Giter Club home page Giter Club logo

cs181hw2's Introduction

HW 2 - Page Rank

The objective of this assignment is to gain more experience with MapReduce. We will implement an iterative version of the PageRank algorithm. You are given the starter code for this assignment, and your task is to complete the following classes:

  1. Mapper1.java
  2. Reducer1.java
  3. Reducer2.java

Part 1 - Understanding the format of the input files

We will be using the Stanford Web Graph dataset as our input graph, found here (http://snap.stanford.edu/data/web-Stanford.html). This graph has ~ 281,903 nodes and ~2,312,497 edges.
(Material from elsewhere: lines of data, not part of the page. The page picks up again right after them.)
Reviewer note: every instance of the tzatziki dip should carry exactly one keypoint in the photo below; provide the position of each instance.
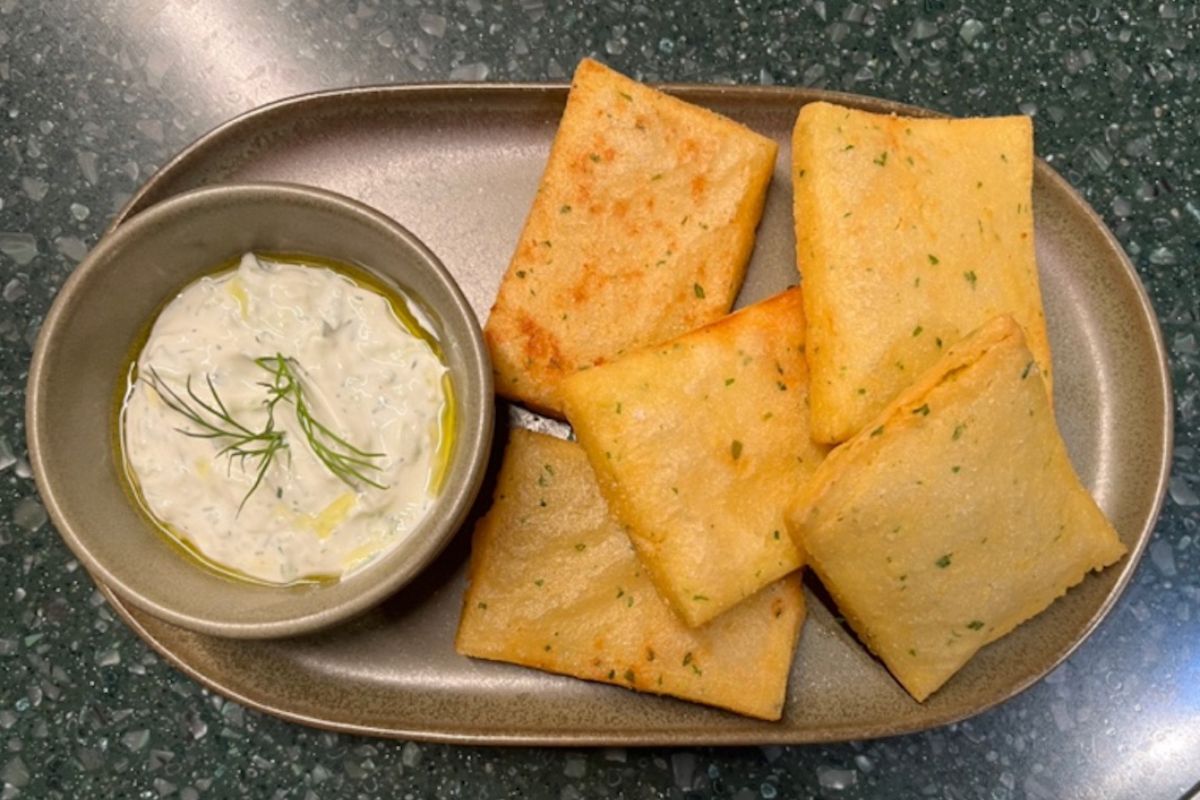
(286, 422)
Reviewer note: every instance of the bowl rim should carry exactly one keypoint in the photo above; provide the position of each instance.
(473, 437)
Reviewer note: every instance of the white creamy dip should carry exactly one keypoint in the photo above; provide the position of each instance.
(363, 374)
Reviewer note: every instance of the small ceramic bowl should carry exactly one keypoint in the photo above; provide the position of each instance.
(77, 373)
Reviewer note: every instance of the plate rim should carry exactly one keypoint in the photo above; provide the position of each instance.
(767, 733)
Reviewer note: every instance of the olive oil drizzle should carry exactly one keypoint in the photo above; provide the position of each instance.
(399, 302)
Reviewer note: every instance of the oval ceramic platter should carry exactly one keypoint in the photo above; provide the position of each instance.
(459, 166)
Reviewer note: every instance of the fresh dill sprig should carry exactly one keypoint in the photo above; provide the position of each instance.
(339, 456)
(213, 420)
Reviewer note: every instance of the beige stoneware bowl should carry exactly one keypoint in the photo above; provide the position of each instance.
(91, 329)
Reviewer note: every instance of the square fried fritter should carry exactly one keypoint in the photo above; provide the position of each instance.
(641, 230)
(955, 515)
(911, 233)
(700, 444)
(555, 584)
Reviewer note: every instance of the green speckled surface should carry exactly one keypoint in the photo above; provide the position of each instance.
(96, 94)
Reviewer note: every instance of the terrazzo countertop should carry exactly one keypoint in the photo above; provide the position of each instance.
(96, 94)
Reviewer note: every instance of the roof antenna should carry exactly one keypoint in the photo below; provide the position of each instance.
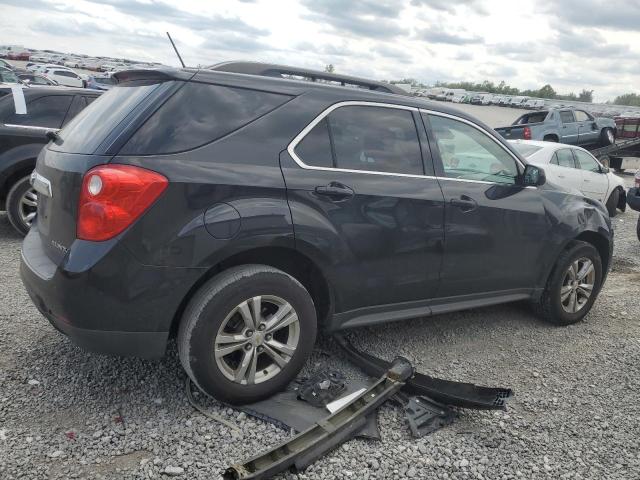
(177, 53)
You should be able to apply page rank on any graph, as long as you generate the input files in the format required by this starter code.

You are given two files, web-Stanford_V.txt and web-Stanford_M.txt, derived from the original Stanford Web Graph dataset.

  1. web-Stanford_M.txt represents the transition matrix of this graph.
  2. web-Stanford_V.txt represents the distribution of a random surfer after some time (initially, each node has a value of 1/n)

Part 2 - Completing the starter code

Import the starter-code as a "Maven Project" to eclipse, which should be similar to the instructions you followed in HW1. Examine the main class, PageRank, which defines the two MapReduce jobs. Proceed to complete the following 3 files: Mapper1.java , Reducer1.java and Reducer2.java.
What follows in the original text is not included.